À Lorient (0-0), Vito Mannone dégage le ballon loin devant. Balerdi est alors pressé par Bamba Dieng qui le connaît bien, mais la distance qui sépare les deux hommes lui permet d’agir comme il le souhaite. Plutôt que de mettre la tête avec conviction pour assurer un renvoi dans le camp adverse, l’Argentin tentera un geste difficile au pied avec beaucoup de passivité et se manquera… Ce qui offrira une transition sans vis-à-vis à Romain Faivre, déjà lancé.

Lors de la réception d’Ajaccio (1-2), il est cette fois responsabilisé à la relance et l’idée de fracturer le bloc adverse pour trouver Dimitri Payet est bonne. Mais la passe sera beaucoup trop puissante, à mi-hauteur, impossible à maîtriser.

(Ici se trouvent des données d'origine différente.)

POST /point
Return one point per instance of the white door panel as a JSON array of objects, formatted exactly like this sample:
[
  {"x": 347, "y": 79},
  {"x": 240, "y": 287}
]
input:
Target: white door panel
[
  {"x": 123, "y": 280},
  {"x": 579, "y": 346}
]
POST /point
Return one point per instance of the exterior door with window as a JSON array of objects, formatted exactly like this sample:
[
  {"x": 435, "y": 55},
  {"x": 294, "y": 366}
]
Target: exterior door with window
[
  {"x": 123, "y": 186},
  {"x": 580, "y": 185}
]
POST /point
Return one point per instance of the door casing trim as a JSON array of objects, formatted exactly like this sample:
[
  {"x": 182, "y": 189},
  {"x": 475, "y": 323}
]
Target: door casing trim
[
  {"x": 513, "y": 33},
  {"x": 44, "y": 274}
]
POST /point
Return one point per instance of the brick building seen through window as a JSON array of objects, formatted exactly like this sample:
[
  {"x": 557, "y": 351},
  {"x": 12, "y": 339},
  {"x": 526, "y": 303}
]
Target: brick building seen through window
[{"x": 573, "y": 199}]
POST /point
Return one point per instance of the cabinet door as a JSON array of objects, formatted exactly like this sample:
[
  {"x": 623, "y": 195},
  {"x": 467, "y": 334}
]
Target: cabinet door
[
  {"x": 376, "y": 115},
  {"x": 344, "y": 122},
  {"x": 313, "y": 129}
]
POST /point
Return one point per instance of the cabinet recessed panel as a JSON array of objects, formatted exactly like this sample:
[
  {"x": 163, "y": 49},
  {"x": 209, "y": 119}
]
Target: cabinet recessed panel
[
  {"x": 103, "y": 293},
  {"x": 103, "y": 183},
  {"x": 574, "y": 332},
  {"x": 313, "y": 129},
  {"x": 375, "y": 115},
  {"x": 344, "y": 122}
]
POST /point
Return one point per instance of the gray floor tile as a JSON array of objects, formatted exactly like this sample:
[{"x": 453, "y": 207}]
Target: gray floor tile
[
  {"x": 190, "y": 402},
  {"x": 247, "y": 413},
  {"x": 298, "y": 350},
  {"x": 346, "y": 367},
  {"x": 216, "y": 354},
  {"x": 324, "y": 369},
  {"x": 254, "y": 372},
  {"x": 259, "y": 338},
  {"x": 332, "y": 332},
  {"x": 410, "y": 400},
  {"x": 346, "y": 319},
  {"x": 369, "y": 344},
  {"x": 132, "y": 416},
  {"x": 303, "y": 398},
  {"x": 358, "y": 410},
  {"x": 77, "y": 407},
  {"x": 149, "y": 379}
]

Rebelote à Toulouse (2-3), où l’idée est une nouvelle fois cohérente. Balerdi est seul pour relancer, le bloc adverse est médian et compact, Sánchez peut attaquer l’espace sans être hors jeu… Mais la passe du défenseur sera bien trop longue et finira dans les bras du gardien violet sans que le Chilien ne puisse espérer un instant l’attraper.

La lumière au bout du tunnel

Titulaire 26 fois sur les 33 matchs de Ligue 1, Leonardo Balerdi est le défenseur marseillais qui totalise le plus de minutes (2248) derrière Chancel Mbemba (2487). Apprécié par Lionel Scaloni, Igor Tudor et André Villas-Boas qui l’avait rapatrié de Dortmund en 2020 avec l’aide d’un Pablo Longoria qui l’avait déjà dans le viseur à Valence, l’Argentin est un joueur qui enchante plus souvent ses dirigeants que ses supporters. Toutefois, si de tels cerveaux tombent sous le charme du défenseur, il est évident que de nombreuses raisons valables existent. La première semble se trouver dans sa capacité à défendre verticalement. Après la victoire à Lyon (1-2), Igor Tudor avait d’ailleurs confirmé cette observation : « Balerdi, je l’ai choisi pour des raisons techniques. En étudiant le jeu de Lyon, j’ai pensé que c’était la meilleure option. » Missionné pour sortir dans le dos de Rayan Cherki et empêcher le jeune maître à jouer rhodanien de se retourner, l’Argentin avait été en réussite. D’autant plus à l’aise pour défendre dans l’autre sens, Balerdi est un excellent défenseur de couverture.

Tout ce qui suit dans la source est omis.